A recent data breach shows just what can happen when community forums are left vulnerable.
Canonical, the developer of the open-source Ubuntu operating system, announced last Friday that a database for its community forums had been breached, with 2 million usernames, hashed passwords, email addresses and IP addresses stolen by a hacker.
Canonical said in a blog post that the breach was limited to a “user” database, and no Ubuntu code repository, update mechanism, or any other databases or services, had been compromised.
It’s the second time in the past three years that the Ubuntu Forums have been breached – back in 2013, 1.8 million usernames and email addresses were stolen in a hacker attack.
How did this happen?
According to Canonical’s investigation, the hacker was able to access the user database through a known vulnerability in the forum’s content management system (CMS), which had an available patch.
The hacker exploited a SQL injection vulnerability in an older version of Forum Runner, an add-on to the vBulletin CMS.
Although we’ve known about the threat of SQL injection (or SQLi) for many years, it is still the most common web application security hole, according to the Open Web Application Security Project (OWASP).
That finding is backed up by Veracode scanning data. In our scans of more than 50,000 applications between 2012 and 2014, more than 1 in 5 apps (20.2 percent) had at least one SQLi vulnerability.
For its part, Canonical closed this particular SQLi attack vector, by updating the Forum Runner add-on to its most recent version.
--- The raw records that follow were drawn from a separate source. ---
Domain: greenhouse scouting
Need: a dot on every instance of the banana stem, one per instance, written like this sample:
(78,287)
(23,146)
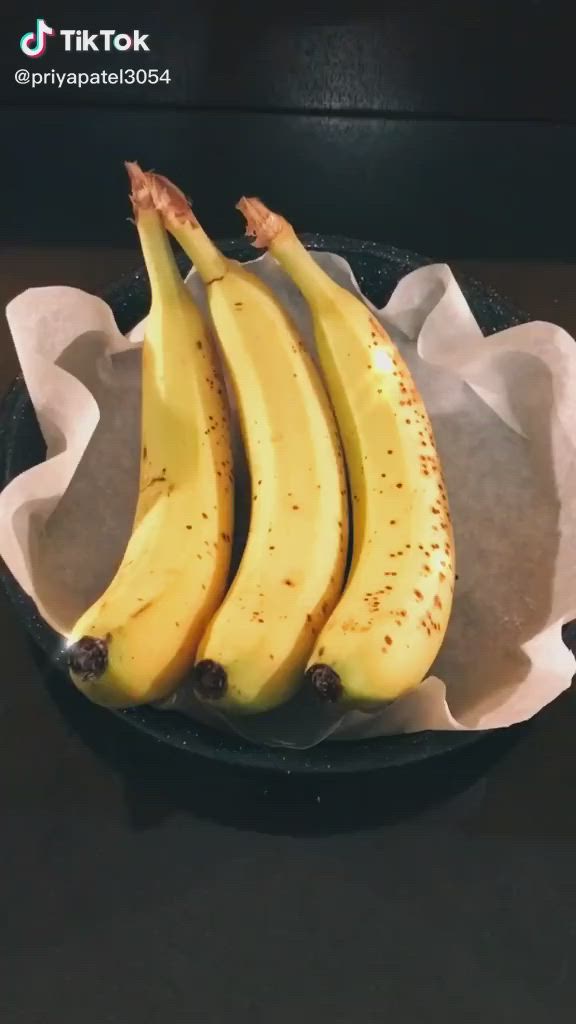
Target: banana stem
(159,258)
(273,231)
(180,221)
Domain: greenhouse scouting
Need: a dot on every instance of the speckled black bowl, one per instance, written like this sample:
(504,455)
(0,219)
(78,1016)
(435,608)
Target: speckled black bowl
(377,268)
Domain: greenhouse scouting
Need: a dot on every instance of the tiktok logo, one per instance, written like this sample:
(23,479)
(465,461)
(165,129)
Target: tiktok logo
(33,44)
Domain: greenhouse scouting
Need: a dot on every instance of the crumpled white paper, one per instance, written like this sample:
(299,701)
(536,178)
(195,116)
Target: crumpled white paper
(505,425)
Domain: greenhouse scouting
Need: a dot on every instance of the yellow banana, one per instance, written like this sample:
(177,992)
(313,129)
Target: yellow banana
(389,623)
(254,652)
(135,642)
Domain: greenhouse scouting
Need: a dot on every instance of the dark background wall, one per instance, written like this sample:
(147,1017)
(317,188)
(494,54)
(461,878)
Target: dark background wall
(447,128)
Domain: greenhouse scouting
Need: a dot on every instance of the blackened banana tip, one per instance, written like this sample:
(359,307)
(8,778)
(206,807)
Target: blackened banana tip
(209,680)
(87,658)
(325,682)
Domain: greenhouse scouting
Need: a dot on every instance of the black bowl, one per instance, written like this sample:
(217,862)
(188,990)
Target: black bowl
(377,268)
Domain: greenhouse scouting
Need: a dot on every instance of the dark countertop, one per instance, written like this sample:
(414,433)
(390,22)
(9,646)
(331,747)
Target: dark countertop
(136,886)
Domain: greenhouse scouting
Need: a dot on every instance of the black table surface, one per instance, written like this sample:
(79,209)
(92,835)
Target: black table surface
(139,886)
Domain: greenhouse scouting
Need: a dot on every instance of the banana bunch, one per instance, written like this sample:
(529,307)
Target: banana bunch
(285,617)
(391,621)
(136,641)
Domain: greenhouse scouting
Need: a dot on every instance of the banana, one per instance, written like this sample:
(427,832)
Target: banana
(253,654)
(391,621)
(135,642)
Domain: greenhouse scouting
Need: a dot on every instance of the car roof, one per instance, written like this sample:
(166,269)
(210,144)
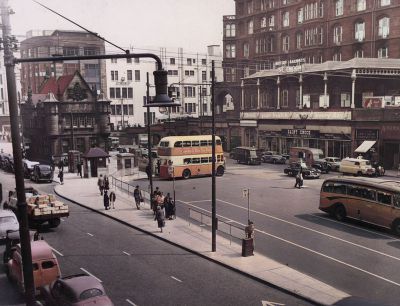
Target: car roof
(79,283)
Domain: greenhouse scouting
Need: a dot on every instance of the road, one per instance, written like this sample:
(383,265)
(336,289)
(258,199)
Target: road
(359,259)
(138,269)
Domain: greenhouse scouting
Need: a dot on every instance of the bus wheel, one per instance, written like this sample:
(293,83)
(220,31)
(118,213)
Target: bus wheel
(396,227)
(186,174)
(340,212)
(220,171)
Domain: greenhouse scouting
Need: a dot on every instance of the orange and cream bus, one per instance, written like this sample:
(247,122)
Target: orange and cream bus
(189,156)
(368,200)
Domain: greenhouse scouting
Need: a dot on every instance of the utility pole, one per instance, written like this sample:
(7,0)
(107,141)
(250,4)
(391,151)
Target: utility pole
(17,152)
(213,178)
Canonical said it is also deploying a web application firewall and has “improved our monitoring of vBulletin to ensure the latest security patches are applied promptly.”
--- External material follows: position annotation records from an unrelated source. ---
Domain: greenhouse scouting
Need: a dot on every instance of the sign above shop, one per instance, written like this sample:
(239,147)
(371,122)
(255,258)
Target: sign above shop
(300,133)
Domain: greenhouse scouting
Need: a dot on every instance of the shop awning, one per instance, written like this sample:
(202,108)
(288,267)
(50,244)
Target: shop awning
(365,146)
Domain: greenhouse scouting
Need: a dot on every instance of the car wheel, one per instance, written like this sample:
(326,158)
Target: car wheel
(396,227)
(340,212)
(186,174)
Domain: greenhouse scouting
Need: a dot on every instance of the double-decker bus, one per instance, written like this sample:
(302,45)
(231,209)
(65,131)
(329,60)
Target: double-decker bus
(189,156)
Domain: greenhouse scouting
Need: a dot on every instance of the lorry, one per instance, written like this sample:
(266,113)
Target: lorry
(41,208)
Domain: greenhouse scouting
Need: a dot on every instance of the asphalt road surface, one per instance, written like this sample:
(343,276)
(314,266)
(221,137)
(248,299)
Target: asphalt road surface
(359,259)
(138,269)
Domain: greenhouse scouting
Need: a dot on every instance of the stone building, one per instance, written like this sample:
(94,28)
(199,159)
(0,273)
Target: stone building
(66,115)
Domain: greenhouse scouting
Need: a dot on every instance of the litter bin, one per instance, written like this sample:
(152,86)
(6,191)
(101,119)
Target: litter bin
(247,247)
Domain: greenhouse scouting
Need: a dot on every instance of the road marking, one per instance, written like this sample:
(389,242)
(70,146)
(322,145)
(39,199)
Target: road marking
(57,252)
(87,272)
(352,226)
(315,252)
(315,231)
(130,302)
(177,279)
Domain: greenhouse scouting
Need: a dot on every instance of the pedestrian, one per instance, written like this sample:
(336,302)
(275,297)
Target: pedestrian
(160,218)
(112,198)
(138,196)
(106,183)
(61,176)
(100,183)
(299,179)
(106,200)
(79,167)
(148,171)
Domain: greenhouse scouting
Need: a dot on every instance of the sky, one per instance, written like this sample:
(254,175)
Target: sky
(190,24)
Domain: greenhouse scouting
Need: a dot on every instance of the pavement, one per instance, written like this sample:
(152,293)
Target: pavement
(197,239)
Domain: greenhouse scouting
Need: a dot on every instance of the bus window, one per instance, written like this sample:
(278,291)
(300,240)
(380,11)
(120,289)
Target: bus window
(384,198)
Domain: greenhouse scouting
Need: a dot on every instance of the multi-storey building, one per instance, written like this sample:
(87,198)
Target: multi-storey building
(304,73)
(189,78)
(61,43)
Unfortunately for the 2 million Ubuntu Forums users, although their passwords were apparently stored securely, the data that was stolen could still potentially be used in phishing attacks against them or their employers.
Businesses increasingly rely on web applications to power innovation and increase efficiencies, and the majority of business apps are from open-source or third-party sources.
Keeping all those apps up-to-date with the most recent versions is a tall order for stretched IT departments and security teams.
Another option is to engage an outside application security specialist who will work with all your software vendors on your behalf to test and remediate their code.
The bottom line is you don’t want to leave your security in the hands of your software vendors. In the case of the breached Ubuntu Forums, it’s Ubuntu developer Canonical who is taking heat from users and in the media, not the web application vendor.
If you’re ever unfortunate enough to get hacked through a flaw in your third-party software, who do you think your customers will blame?